Loredana and Iancu, parents of Iancu Jr (2) and his sister. 
Something utterly outrageous happened in Ireland these past few days that should make everyone deeply concerned over civil liberties there.

Two children, one in Athlone aged-2 and one in Dublin aged-7 were taken from their parent’s arms and held in custody by police while their DNA was verified. The involuntary taking of children occurred after a case in Greece, where a child was discovered who was not the natural offspring of the Roma parents.

The Irish kids happened to be blond and blue-eyed and because their families were Roma gypsies there was deep suspicion that they had been kidnapped at a much younger age.

But suspicion is not fact and for the state to intervene based on accusations from neighbors was clearly behavior beyond the pale. Heads should roll.

Irish police were acting on tip-offs that the two kids did not seem to be the children of their parents.

Imagine that.

Hello Big Brother.

In both cases the Irish state moved against the families and sent their police force in to grab the screaming children.

It was an act so irrational and so thoughtless and so damaging to the children and parents that it defies description.

The mother of the seven-year-old did not eat for three days, according to her older daughter, and was distraught.
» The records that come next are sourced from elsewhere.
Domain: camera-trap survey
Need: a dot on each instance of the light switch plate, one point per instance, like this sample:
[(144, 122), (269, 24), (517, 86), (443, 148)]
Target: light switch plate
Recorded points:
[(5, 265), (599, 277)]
The two year old boy was also distraught and “crying for his mother” when police came to take him away.

Every big government opponent in America from the Tea Party on down could feel emboldened by this dreadful act. Both children it turned out, after DNA testing, were the natural born offspring of their parents.

The state acted - despite the parents' tearful protests and the screaming children - in near fascist fashion and removed the kids from their parents.

One can only imagine what the kids went through, the fright, the terror the isolation

What should have been done, obviously if there were sufficient grounds for suspicion, was a quiet visit, a request for a DNA test, a result of that test and a quiet apology.

Instead we had screaming headlines and a Roma community, already suffering from racist perceptions, being scapegoated by the state itself.

Many years ago author Brinsley MacNamara wrote a book called “The Valley of the  Squinting Windows” about the vicious gossip in a small country town later identified as Devlin, County Westmeath.

That vicious gossip survived into the present, obviously, and it resulted in the state taking action against the most vulnerable citizens in a harmful and deeply hurtful way.

This was not Ireland’s finest hour by a longshot.